Idroscalo is now owned by the Province of Milan which has transformed it into a park. The place hosts many recreational activities and is now sometimes known as the "Sea of Milan". The province manages the park and the social and sporting activities within it. Recent sponsorship by the Fila sportwear company allowed the park's facilities to be improved to allow water-skiing, free climbing, a mountain bike track and running paths. The park was renamed Idropark Fila for the period of the sponsorship.
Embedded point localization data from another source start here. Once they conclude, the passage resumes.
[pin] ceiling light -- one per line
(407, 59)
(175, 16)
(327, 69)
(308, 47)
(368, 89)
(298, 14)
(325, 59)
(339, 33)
Sports within the park include kayaking, canoeing, dragon boats, rowing, sailing, swimming, horse riding and water skiing. The park is used by the Idroscalo Club, Lega Navale Italiana, and CPPC sports clubs. The lake's first rowing races were in 1934. European Rowing Championships were held on the lake in 1938 and in 1950. Other major sporting events were the 1988 World Rowing Championships, the 1999 Canoe Sprint World Championships and the 2003 World Rowing Championships.

Moreover, the Idroscalo has bars and nightclubs which have been the venue for open-air concerts including the Italian metal festivals Gods of Metal, Evolution Festival and Papaya disco club.

Europark Idroscalo Milano is a nearby family-oriented amusement park, open from March to September and on weekends during the rest of the year. It was originally called Lunapark Milano and was constructed in 1965.